© by Dimitri NICOLAU 1988 

Intervista al compositore Dimitri Nicolau
di Federico Mondelci  (*)

Quando inizia la tua carriera di compositore

Molto presto, ancora studente, all'età di 13 anni ho scritto il mio primo lavoro, una sonata per mandolino e pianoforte e poi un pezzo per oboe, al centro della quale compariva un ritmo di 7/8.
Il fatto di comunicare servendomi di una notevole varietà ritmica, un continuo cambiare si è manifestato piuttosto presto: tengo a precisare che all'epoca non conoscevo affatto compositori quali i Bartók o Stravinskij. Amavo ascoltare la musica popolare greca, poi, dopo qualche anno, son venuti Vivaldi, Mozart, Beethoven, Schubert, Mahler e Lutoslawsky e tutto quello che mi colpiva. Tornando alla questione della varietà ritmica devo dire che soprattutto nella musica che ho composto successivamente non ho mai “piegato” la melodia al ritmo ma ho sempre creato un ritmo melodico in continuo movimento e cambiamento. Questa semplice dizione: ritmo melodico, è stata oggetto di studio e di approfondimenti da un musicologo molto attento quale J.G. Papaioannou. La cosa divertente è che anche mio figlio qualche tempo fa mi diceva divertito : … tu non farai mai una lira perché non ripeti mai, la tua musica cambia sempre!  Certamente il minimalismo non mi ha mai convinto ne piaciuto, anzi, permettimi la cattiveria, io ho sempre detto che per scrivere musica minimalista occorre una grande dose di stupidità.

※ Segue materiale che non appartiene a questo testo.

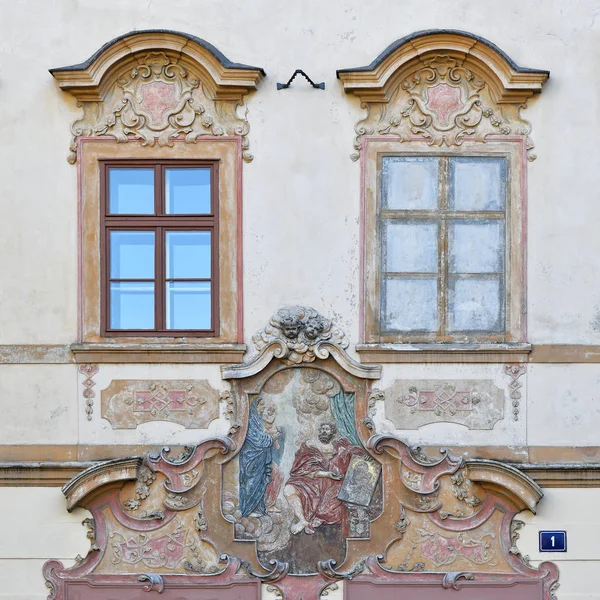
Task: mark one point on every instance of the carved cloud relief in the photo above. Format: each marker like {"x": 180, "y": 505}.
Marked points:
{"x": 164, "y": 86}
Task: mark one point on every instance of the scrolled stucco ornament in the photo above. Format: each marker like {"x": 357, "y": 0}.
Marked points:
{"x": 156, "y": 86}
{"x": 300, "y": 332}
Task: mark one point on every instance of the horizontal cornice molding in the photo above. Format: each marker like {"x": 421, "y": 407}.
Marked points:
{"x": 375, "y": 82}
{"x": 59, "y": 473}
{"x": 234, "y": 353}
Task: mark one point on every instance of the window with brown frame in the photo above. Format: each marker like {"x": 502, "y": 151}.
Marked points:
{"x": 159, "y": 248}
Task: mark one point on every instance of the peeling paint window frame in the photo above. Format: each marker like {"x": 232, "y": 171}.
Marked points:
{"x": 372, "y": 329}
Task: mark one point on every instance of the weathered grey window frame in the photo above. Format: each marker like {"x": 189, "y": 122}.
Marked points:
{"x": 514, "y": 153}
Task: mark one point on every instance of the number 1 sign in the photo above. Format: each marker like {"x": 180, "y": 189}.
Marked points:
{"x": 553, "y": 541}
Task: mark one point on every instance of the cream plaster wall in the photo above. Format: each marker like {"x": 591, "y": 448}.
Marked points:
{"x": 302, "y": 192}
{"x": 301, "y": 210}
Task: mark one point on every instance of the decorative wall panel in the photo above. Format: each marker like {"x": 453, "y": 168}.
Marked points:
{"x": 300, "y": 495}
{"x": 477, "y": 404}
{"x": 128, "y": 403}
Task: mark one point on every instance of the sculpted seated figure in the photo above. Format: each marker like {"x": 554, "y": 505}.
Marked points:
{"x": 316, "y": 478}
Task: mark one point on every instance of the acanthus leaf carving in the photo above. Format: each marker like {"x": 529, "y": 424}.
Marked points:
{"x": 445, "y": 103}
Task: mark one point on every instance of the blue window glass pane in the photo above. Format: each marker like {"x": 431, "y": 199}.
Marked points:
{"x": 188, "y": 254}
{"x": 188, "y": 305}
{"x": 132, "y": 305}
{"x": 131, "y": 254}
{"x": 187, "y": 191}
{"x": 131, "y": 191}
{"x": 477, "y": 183}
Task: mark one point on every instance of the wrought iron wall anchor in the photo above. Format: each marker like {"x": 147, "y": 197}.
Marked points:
{"x": 284, "y": 86}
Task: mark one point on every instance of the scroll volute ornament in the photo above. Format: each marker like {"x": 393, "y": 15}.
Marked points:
{"x": 445, "y": 87}
{"x": 155, "y": 86}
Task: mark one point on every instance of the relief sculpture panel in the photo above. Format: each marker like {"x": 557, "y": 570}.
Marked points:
{"x": 302, "y": 482}
{"x": 476, "y": 404}
{"x": 301, "y": 493}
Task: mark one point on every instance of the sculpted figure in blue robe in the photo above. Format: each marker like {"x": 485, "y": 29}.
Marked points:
{"x": 256, "y": 458}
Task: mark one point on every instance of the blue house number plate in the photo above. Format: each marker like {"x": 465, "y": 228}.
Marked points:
{"x": 553, "y": 541}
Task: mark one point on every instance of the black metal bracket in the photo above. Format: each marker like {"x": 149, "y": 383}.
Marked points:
{"x": 284, "y": 86}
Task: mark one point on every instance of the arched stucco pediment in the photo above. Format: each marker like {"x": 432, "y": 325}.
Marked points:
{"x": 157, "y": 85}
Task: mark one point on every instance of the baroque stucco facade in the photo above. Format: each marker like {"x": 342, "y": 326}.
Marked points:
{"x": 296, "y": 210}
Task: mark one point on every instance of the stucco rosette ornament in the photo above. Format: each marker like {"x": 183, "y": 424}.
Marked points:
{"x": 301, "y": 334}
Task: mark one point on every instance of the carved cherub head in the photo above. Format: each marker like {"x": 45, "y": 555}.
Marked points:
{"x": 314, "y": 327}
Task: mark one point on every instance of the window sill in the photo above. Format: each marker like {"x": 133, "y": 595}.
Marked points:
{"x": 443, "y": 353}
{"x": 157, "y": 352}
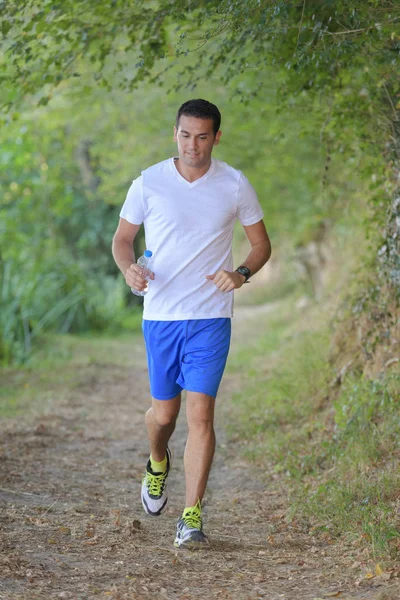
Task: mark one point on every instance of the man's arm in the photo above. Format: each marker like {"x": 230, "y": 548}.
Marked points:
{"x": 122, "y": 250}
{"x": 260, "y": 253}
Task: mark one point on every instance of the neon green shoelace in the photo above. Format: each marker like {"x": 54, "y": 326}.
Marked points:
{"x": 192, "y": 517}
{"x": 155, "y": 483}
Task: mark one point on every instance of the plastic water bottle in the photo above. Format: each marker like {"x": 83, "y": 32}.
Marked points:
{"x": 146, "y": 263}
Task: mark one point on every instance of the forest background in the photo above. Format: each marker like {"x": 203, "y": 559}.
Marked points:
{"x": 310, "y": 97}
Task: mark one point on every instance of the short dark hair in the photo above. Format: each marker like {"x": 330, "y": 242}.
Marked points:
{"x": 201, "y": 109}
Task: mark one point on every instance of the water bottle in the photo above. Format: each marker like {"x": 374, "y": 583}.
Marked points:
{"x": 146, "y": 263}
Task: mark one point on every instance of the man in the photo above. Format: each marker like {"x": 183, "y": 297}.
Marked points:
{"x": 189, "y": 205}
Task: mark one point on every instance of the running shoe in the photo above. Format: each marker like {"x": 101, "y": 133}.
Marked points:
{"x": 154, "y": 488}
{"x": 189, "y": 530}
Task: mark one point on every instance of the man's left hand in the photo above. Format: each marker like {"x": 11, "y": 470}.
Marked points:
{"x": 226, "y": 281}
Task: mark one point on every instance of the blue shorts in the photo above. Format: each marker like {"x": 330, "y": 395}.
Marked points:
{"x": 188, "y": 355}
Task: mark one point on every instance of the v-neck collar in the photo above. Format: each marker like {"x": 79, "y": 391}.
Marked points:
{"x": 196, "y": 181}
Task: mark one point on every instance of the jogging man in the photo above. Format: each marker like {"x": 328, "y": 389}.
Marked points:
{"x": 188, "y": 205}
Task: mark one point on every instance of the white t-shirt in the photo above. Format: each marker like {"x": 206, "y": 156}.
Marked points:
{"x": 189, "y": 229}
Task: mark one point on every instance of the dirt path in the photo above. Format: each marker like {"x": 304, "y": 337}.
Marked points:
{"x": 72, "y": 525}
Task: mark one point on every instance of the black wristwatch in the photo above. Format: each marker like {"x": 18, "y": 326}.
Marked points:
{"x": 245, "y": 272}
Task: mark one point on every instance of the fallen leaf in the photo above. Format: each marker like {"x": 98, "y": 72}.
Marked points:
{"x": 65, "y": 530}
{"x": 369, "y": 575}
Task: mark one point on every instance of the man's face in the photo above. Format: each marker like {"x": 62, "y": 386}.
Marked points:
{"x": 195, "y": 139}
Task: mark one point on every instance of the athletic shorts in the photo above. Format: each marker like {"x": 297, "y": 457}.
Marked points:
{"x": 188, "y": 355}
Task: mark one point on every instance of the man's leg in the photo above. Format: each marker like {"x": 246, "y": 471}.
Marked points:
{"x": 198, "y": 457}
{"x": 200, "y": 444}
{"x": 160, "y": 423}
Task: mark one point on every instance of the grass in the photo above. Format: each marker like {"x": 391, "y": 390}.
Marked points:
{"x": 59, "y": 366}
{"x": 338, "y": 445}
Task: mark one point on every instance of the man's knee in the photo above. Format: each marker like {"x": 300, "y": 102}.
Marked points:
{"x": 200, "y": 411}
{"x": 164, "y": 413}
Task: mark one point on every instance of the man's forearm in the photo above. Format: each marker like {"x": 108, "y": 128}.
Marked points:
{"x": 123, "y": 255}
{"x": 258, "y": 256}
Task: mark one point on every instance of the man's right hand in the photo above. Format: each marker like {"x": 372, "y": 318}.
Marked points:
{"x": 135, "y": 277}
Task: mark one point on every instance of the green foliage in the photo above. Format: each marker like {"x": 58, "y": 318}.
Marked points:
{"x": 342, "y": 456}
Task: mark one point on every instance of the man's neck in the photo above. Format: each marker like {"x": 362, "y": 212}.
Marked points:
{"x": 190, "y": 173}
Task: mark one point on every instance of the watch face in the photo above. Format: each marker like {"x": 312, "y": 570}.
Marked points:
{"x": 244, "y": 271}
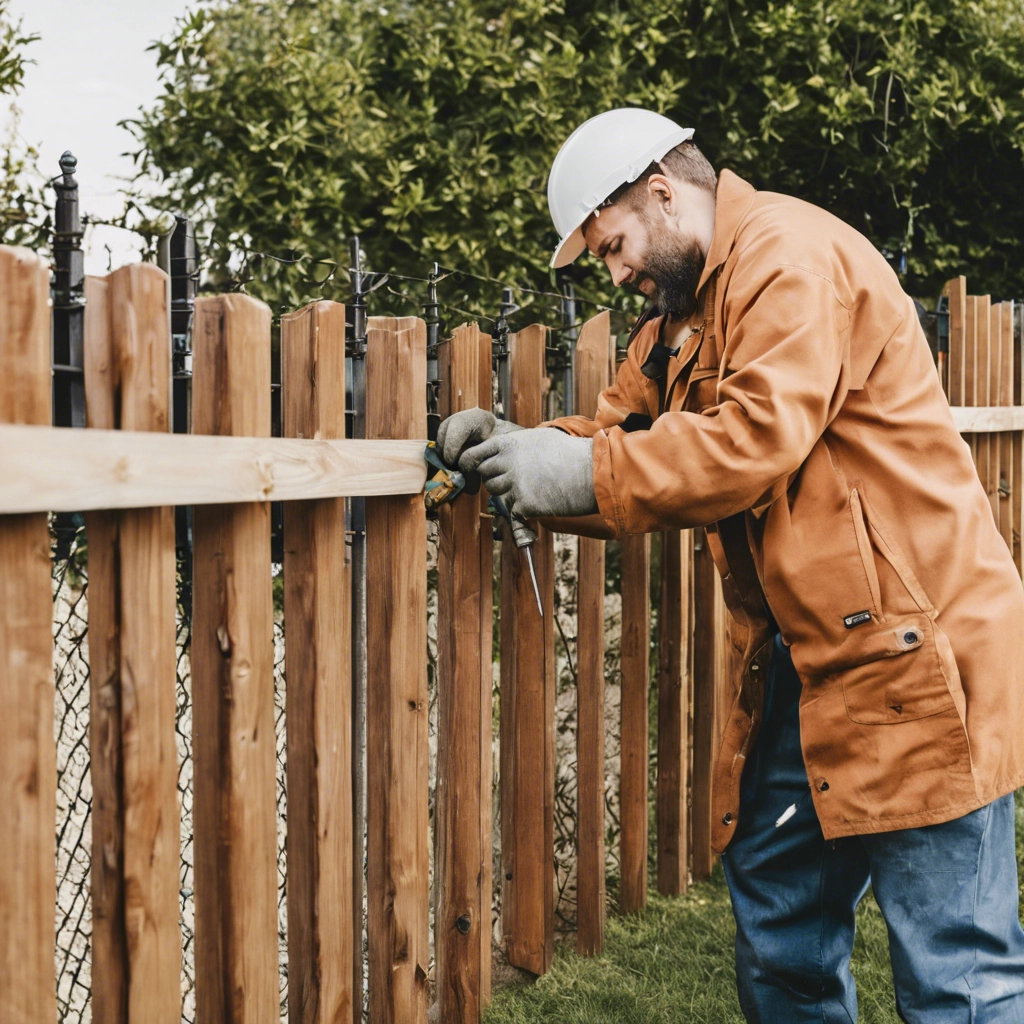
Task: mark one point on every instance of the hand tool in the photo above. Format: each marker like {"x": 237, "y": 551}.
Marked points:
{"x": 448, "y": 483}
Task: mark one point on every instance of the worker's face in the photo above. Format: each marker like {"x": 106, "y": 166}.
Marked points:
{"x": 660, "y": 248}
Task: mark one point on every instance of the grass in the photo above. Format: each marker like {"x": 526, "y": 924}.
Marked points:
{"x": 674, "y": 964}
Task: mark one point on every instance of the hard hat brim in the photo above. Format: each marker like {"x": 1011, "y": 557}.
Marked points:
{"x": 569, "y": 249}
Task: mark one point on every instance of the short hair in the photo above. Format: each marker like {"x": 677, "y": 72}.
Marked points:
{"x": 684, "y": 163}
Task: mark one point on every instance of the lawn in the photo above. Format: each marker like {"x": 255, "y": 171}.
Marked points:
{"x": 673, "y": 965}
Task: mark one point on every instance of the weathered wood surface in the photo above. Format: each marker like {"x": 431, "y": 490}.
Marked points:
{"x": 956, "y": 369}
{"x": 236, "y": 855}
{"x": 591, "y": 378}
{"x": 28, "y": 757}
{"x": 527, "y": 706}
{"x": 706, "y": 678}
{"x": 396, "y": 691}
{"x": 988, "y": 420}
{"x": 634, "y": 736}
{"x": 1003, "y": 344}
{"x": 486, "y": 705}
{"x": 318, "y": 670}
{"x": 675, "y": 694}
{"x": 132, "y": 602}
{"x": 462, "y": 919}
{"x": 62, "y": 470}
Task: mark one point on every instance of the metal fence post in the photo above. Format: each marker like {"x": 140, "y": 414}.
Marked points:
{"x": 69, "y": 300}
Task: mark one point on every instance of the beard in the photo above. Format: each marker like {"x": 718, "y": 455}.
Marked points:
{"x": 675, "y": 267}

Potremmo dire che come avvenne per Bartòk la tua musica trae ispirazione dalla cultura popolare della tua terra d’origine: le danze popolari e i canti hanno quindi esercitato una sorta di “imprinting” creativo in te?

Forse il termine non è esatto per il modo di procedere ma diciamo che il mio rapporto con la musica popolare (della gente del popolo e non popolare nel senso del consumo e dell’audience) è basilare. La musica greca si sviluppa prevalentemente in senso orizzontale al contrario della musica occidentale che, per intenderci, ha avuto uno sviluppo in senso anche verticale e quindi con il conseguente sviluppo di tensioni armoniche. Tale fenomeno ha per conseguenza uno sviluppo di ritmi complessi che appaiono ampiamente in tutta la musica popolare.

Quali sono i compositori del '900 ai quali ti senti particolarmente legato?

Devo dire che il 1965, anno del mio arrivo in Italia, coincide con la scoperta di un compositore che allora ignoravo: Bruno Maderna. Di lui mi colpì (come anche nei suoi lavori successivi) la libertà espressiva, la non paura di essere “melodico”. Questa scoperta confermava che la mia esigenza di creare musica espressiva procedendo per emozioni e non per logica non era follia. Altri compositori che ricordo sono N. Skalkottas, C. Ives, W. Lutoslawski, D. Shostakovic ...


Quali sono state le tappe fondamentali della tua carriera?

Non amo parlare dei successi o degli insuccessi, tuttavia spesso segnano loro stessi delle tappe, o meglio, delle scoperte e conferme, fatti che per forza di cose poi devono essere elaborati, approfonditi.
E' il caso della realizzazione del 6° Quartetto per Archi op.28, cosiddetto “delle campanelle”, avvenuta nell'ottobre del '78 all'Acc. di S. Cecilia in occasione del festival degli Incontri Musicali Romani, che ha rappresentato per me una tappa fondamentale della mia attività di compositore. Questo pezzo rappresenta un po' il riassunto di un periodo compositivo nuovo iniziato nel 1975 con “La melodia ritrovata”, periodo durante il quale c'é stata in me la ricerca di fondere la componente materica del suono con la mia concezione musicale basata sull'espressività e il libero procedere nella composizione: è stato, per così dire un percorso di partenza dalla “musica concreta” per arrivare alla “concretezza della musica”. Lo stimolo fondamentale per cercare aspetti nuovi è stata la lettura della nuova teoria di M. Fagioli che teorizza una origine della realtà mentale sana, una psiche sana e non perversa come avevamo ereditato con violenza dalla cultura dominante freudiana. Il lavoro è anche piaciuto molto, è stato addirittura bissato, anche per la bravura degli interpreti, i bravissimi Solisti di Roma.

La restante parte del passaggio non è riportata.